In the city’s announcement, Chris Huxsoll, Senior Vice President of Operations of Polaris Pharmaceuticals stated, “We are excited to expand our manufacturing and process research capabilities in Vacaville. The City of Vacaville has been a great partner over the years, and that was one of the key considerations in our decision to expand operations here.”
Vacaville Mayor Rowlett pledged the city’s continued cooperation: “We will work with Polaris through our Biotechnology Fast Track permitting program to get this new facility up and operational as quickly as possible, and we will continue to connect them to the resources they need to be successful in Vacaville.”
More recently, the city of Vacaville and Transwestern Ventures, the real estate investment arm of privately held Houston-based Transwestern Companies, announced the acquisition and planned development of 22.4 acres in the southernmost tract in Vaca Valley Business Park.
In the June 30 announcement, Fred Knapp, managing partner of Transwestern Ventures, described Vacaville as “a biomanufacturing leader in the U.S., making this area incredibly attractive to companies looking for modern facilities in a region with a critical shortage of available life sciences space. Some of the world’s leading life sciences firms have come to Vacaville to capitalize on the synergies created by a combination of extraordinary talent, relative affordability, and the city’s strong economic and demographic trends.”
Transwestern plans to develop a 390,000-square-foot biomanufacturing campus in two phases. The first phase, set for completion in summer 2024, would have 233,888 square feet of building area. The second phase would follow, with 158,316 square feet. The buildings will be designed to meet tenant needs ranging from biomanufacturing and research-and-development space to healthcare and medical office uses.
The California Biomaufacturing Center agreement was signed in October 2020.
“Biomanufacturing has already taken root in Solano County, and together we can encourage more biomanufacturers to come here and produce the biomaterials and pharmaceuticals this country needs,” Rep. John Garamendi, D-Davis, said in the deal announcement.
The center targets a second location for future plants and accessory offices. A 50-acre innovation campus approved for 700,000 square feet of building area is part of the Lower Lagoon Valley planned community on the southeast side of Interstate 80.
Triad Lagoon Valley LLC, a subsidiary of Seattle-based Triad Development, applied on Dec. 1, 2021, for modifications to its business village plans, including permission for larger floor areas on each building level, increased building heights while maintaining a four-story limit, and reduced parking to accommodate a variety of class A offices, R&D and biomanufacturing uses.

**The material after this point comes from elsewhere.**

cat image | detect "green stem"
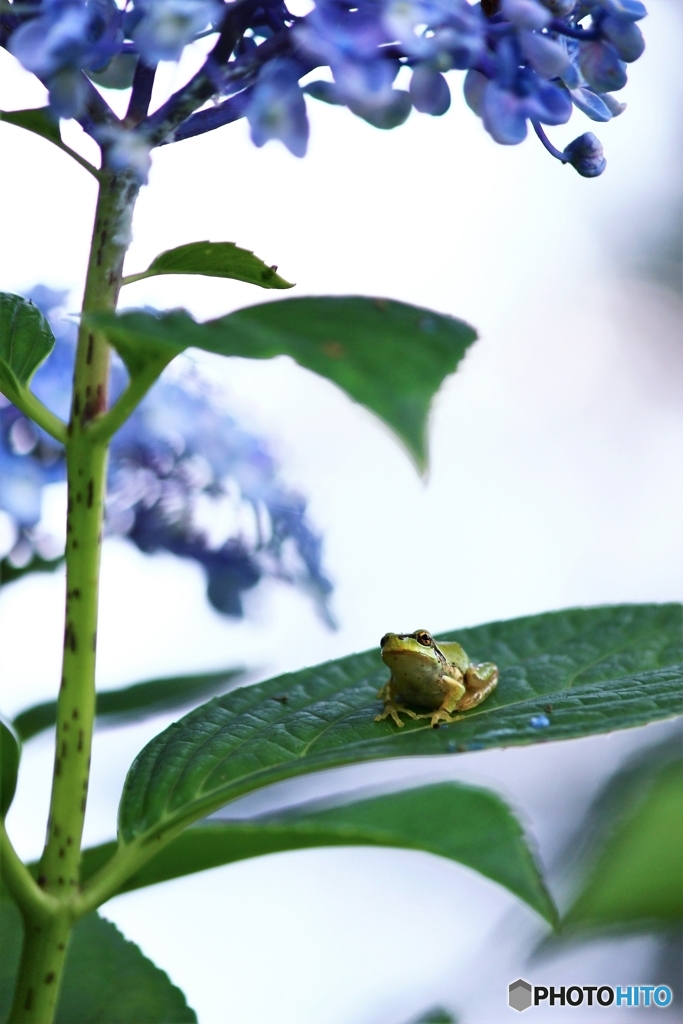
[0,820,58,916]
[7,910,73,1024]
[8,163,138,1024]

“The proposed plan anticipates that changing market conditions will likely result in 100,000 to 175,000 square feet of the above developable area being utilized for biotech manufacturing and associated support uses,” Triad’s application said.
The city approved Triad’s master plan modifications for the business village on Jan. 21. Site preparation started late last year, and the first of 1,015 homes there are set to be built beginning this fall.
“The City is enthusiastically encouraging companies to relocate here. The abundant local resources include an infrastructure that provides reliable support services to Lagoon Valley,“ Don Burrus, Vacaville’s director of Economic Development Services, said in Triad’s news release. ”The location, with proximity to major universities and our expedited permit processing, provides access to a highly educated workforce. In addition, Vacaville will create an incentive package to make it a top choice for businesses.”